4. Your video must condense the plot of the book in 90 seconds or less. Again, exceptions will be made for something really ingeniously bonkers, but it has to be related to a Newbery winning book.

5. Upload your videos to YouTube or Vimeo or whatever and send me the link at kennedyjames [at] gmail [dot] com. Make the subject line be “90 SECOND NEWBERY” and please tell me your name, age, where you’re from, and whatever other comments you’d like to include, including whether you’d like me to link to your personal site. You can give an alias if you want; I understand privacy concerns.
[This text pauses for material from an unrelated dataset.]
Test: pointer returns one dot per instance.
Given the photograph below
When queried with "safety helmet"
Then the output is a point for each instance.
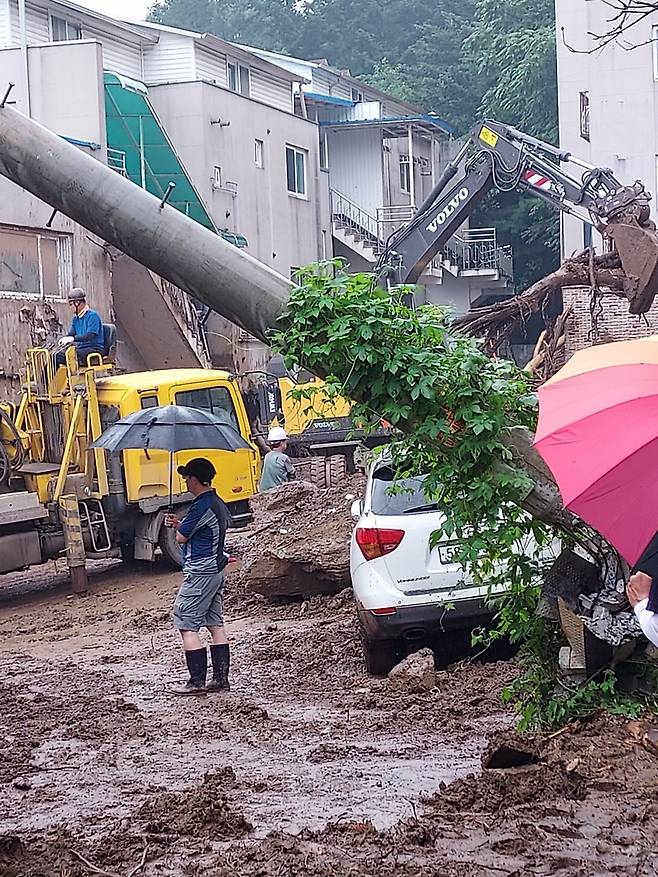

6. Sending the link to me grants me (James Kennedy) the right to post it on my blog and to other websites where I sometimes post content (like Facebook, Twitter, etc.) and to share at public readings, school visits—and hopefully the “90-Second Newbery” Film Festivals in New York and Chicago in November 2011!

7. Deadline is September 15, 2011. UPDATE: Deadline has been extended to October 17, 2011!


Now go, dust off your beloved copy of Song Of The Pines: A Story of Norwegian Lumbering in Wisconsin by Walter & Marion Havighurst (1950), and make me a movie!